Londres, décembre 1689, à la Boarding School for Girls de Chelsea, Didon et Énée reprennent vie sous les plumes de Nahum Tate et Henry Purcell. Josias Priest y dirige les jeunes filles du pensionnat et le compositeur est au clavecin. Le niveau des élèves est prodigieux, le succès est au rendez-vous. En termes de qualités musicales on peut faire le parallèle avec la Maison Royale de Saint-Louis, fondée par Louis XIV, où les «Demoiselles de Saint-Cyr » ont créé de nombreuses œuvres dont Grand Dieu Sauve le Roi de Jean-Baptiste Lully… qui traversera la Manche pour devenir l’hymne britannique God Save the King / Queen.

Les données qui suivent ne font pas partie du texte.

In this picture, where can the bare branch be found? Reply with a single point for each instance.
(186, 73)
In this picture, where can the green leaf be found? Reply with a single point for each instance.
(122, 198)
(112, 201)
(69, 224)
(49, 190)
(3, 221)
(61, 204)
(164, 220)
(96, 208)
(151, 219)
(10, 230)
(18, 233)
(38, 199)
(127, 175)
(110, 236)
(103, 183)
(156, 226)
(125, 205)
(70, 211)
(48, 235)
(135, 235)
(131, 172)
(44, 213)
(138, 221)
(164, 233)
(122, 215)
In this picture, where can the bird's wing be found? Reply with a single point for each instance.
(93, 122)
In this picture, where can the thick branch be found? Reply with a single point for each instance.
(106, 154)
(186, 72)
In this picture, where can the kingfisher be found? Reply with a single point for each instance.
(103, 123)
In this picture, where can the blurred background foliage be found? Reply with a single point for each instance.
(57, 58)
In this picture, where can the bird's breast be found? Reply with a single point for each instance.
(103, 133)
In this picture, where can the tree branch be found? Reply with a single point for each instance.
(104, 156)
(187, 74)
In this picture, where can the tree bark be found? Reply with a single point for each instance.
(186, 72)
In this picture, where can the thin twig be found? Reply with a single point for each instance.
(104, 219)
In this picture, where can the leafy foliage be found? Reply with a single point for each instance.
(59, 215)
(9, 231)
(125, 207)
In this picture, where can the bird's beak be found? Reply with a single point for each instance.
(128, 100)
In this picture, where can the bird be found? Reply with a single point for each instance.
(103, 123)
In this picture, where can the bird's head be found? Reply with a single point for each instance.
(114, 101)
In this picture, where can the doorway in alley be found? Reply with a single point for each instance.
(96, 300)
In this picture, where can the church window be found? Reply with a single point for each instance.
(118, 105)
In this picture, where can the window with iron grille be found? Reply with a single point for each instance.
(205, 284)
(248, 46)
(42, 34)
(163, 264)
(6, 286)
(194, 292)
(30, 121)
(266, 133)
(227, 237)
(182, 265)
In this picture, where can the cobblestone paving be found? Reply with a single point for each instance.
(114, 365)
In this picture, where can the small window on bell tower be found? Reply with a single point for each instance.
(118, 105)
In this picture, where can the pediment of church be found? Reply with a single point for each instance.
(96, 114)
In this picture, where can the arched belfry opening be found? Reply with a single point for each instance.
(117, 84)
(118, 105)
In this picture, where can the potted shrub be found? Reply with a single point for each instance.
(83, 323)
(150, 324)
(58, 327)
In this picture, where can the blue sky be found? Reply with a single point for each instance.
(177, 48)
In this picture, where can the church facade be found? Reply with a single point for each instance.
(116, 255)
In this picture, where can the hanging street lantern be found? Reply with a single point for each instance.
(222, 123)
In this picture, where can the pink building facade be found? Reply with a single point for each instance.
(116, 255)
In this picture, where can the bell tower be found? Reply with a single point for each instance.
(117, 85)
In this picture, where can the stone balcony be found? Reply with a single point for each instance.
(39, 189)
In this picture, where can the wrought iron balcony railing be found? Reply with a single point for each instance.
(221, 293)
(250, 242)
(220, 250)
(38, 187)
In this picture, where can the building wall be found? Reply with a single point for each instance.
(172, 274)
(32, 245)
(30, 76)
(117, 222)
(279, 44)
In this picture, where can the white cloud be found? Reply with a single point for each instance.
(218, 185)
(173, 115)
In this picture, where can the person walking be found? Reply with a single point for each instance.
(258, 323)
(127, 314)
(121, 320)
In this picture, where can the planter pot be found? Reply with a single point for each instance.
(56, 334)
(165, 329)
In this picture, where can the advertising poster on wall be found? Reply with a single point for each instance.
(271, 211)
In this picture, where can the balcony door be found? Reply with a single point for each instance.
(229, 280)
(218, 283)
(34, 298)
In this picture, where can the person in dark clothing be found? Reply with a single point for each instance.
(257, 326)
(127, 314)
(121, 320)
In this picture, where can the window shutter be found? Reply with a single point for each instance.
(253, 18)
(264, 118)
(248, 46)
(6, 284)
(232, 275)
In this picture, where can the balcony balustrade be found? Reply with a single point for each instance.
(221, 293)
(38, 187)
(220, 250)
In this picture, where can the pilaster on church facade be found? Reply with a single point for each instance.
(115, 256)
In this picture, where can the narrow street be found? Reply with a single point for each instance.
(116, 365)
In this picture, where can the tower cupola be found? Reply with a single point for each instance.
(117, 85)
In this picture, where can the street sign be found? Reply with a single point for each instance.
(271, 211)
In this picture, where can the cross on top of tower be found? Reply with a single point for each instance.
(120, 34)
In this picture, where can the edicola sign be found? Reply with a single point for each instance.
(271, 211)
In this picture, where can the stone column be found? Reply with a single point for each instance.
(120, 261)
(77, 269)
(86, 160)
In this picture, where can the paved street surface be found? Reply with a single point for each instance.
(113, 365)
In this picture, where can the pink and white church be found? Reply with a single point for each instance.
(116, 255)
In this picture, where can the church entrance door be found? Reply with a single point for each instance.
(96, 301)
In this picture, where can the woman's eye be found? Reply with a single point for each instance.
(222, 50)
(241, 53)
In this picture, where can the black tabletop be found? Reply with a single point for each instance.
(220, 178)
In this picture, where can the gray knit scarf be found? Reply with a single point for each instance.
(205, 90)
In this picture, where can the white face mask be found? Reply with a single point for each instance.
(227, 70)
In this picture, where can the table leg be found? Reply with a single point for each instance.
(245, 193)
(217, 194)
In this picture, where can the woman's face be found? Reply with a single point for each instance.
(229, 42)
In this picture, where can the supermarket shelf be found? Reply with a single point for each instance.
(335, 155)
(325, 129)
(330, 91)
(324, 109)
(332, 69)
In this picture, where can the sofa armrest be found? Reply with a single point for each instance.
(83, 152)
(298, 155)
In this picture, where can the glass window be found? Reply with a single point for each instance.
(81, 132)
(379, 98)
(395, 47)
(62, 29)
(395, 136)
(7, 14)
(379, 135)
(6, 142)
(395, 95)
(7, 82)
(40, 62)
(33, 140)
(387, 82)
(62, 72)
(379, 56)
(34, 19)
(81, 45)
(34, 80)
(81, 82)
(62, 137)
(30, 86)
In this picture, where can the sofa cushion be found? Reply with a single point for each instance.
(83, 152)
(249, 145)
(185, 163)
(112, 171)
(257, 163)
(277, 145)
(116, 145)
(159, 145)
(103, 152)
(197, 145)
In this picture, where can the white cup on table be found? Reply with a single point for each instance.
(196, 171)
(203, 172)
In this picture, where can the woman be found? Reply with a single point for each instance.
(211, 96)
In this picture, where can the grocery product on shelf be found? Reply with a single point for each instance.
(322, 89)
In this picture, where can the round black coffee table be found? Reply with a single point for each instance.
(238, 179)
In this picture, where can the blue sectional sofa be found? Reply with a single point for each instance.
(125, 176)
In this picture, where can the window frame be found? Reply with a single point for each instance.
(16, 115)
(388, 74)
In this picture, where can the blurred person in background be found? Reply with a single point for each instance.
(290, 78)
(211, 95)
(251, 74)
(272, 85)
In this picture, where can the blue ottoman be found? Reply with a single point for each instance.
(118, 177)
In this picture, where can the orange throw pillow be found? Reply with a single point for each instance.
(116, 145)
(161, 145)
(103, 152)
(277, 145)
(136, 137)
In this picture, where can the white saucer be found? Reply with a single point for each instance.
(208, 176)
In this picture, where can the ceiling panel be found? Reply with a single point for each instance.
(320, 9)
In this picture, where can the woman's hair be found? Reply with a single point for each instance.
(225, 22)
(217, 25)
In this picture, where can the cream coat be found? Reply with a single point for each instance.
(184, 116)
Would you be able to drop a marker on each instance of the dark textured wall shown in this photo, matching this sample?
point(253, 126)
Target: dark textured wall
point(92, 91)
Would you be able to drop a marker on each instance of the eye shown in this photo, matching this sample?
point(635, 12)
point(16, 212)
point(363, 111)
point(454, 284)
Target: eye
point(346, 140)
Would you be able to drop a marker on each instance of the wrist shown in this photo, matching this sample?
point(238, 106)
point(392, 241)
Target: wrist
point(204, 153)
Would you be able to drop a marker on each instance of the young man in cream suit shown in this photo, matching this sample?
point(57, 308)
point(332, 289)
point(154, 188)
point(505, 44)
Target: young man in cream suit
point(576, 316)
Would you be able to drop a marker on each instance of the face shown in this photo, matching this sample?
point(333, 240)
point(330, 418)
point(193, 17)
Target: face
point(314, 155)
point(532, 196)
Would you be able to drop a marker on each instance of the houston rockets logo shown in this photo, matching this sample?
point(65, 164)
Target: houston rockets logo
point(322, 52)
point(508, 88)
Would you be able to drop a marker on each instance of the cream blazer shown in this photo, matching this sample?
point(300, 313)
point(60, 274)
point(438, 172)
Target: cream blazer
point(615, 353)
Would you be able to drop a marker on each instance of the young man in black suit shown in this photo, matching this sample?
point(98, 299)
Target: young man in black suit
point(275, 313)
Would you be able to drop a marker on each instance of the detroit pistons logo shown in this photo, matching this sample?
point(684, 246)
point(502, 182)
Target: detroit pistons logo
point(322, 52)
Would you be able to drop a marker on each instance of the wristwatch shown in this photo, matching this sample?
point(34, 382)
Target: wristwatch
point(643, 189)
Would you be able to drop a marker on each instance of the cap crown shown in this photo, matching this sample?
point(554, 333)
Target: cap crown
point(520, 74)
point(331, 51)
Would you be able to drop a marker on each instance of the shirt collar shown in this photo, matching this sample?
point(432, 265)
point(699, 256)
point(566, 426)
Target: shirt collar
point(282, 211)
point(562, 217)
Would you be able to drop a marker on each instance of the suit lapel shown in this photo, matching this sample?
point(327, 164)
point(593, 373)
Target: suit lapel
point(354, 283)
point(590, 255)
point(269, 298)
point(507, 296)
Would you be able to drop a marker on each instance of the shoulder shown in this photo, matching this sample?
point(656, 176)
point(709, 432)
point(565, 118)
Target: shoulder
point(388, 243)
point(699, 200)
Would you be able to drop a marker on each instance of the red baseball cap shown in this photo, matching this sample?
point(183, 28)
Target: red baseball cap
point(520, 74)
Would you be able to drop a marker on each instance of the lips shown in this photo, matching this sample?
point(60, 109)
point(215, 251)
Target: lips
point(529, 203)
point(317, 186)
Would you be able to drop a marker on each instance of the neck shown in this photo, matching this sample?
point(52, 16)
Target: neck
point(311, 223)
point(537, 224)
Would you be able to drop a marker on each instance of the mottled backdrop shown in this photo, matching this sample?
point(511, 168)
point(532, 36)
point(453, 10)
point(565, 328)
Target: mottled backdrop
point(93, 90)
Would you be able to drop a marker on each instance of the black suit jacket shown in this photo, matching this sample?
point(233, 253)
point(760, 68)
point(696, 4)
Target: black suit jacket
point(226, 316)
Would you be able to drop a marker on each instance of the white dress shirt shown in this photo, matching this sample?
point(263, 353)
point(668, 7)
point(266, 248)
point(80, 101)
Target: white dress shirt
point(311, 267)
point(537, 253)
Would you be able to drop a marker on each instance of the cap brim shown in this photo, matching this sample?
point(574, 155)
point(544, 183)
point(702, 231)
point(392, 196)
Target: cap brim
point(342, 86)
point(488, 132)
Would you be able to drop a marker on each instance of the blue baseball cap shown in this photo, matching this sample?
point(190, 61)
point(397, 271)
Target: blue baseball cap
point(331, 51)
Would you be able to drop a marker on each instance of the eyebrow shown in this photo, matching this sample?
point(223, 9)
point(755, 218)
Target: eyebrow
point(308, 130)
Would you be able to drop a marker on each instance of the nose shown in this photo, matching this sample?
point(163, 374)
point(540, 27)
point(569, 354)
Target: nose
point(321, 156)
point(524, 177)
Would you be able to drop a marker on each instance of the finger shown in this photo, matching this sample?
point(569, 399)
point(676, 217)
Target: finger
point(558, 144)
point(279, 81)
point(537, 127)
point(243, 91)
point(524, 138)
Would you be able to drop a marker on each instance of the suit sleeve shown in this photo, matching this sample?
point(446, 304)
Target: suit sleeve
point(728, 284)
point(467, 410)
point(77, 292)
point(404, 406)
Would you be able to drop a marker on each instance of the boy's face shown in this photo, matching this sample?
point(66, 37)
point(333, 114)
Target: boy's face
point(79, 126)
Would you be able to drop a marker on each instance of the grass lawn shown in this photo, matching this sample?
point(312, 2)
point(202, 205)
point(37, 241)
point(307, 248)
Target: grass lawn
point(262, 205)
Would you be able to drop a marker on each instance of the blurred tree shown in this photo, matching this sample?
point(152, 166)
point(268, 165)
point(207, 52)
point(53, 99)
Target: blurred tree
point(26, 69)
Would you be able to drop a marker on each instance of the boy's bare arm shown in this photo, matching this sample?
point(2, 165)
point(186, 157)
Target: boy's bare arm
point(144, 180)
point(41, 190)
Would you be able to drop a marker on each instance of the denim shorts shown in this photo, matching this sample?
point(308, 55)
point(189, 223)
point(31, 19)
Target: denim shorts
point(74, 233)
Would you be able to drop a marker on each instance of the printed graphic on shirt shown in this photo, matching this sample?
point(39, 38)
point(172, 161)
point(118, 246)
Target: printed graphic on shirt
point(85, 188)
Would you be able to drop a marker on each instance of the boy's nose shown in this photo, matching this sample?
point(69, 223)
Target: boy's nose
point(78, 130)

En mettant en lumière de jeunes artistes lyriques talentueux, Ouverture-Opéra est proche des vocalités ayant suscité cette œuvre. Nous avons voulu aller historiquement plus loin que ce parallèle vocal et nous avons choisi d’utiliser l’édition critique que le Prof. Bruce Wood, Président de la Purcell Society, a réalisé en 2021. Nous avons aussi fait le choix de copies d’instruments historiques avec le Collectif baroque 7 Sed Unum. Afin de restituer la qualité poétique du texte, notamment la finesse de sa versification, nous chanterons avec la prononciation anglaise restituée par la Prof. Florence Bourgne, de l’Université Paris-Sorbonne, ce qui permet notamment de retrouver toutes les rimes, dont certaines s’étaient perdues par l’évolution de la prononciation anglaise. Mais attention, l’exigence de ce travail sur les sources, y compris sur les traités de l’époque, n’a pas vocation à mettre l’œuvre sous une cloche de verre. L’opéra est un genre vivant, une symbiose des arts, la représentation face au public y est essentielle. Ce travail historiquement informé permet d’aller à la source de l’œuvre, de comprendre par qui elle devait prendre vie et qui devait la recevoir.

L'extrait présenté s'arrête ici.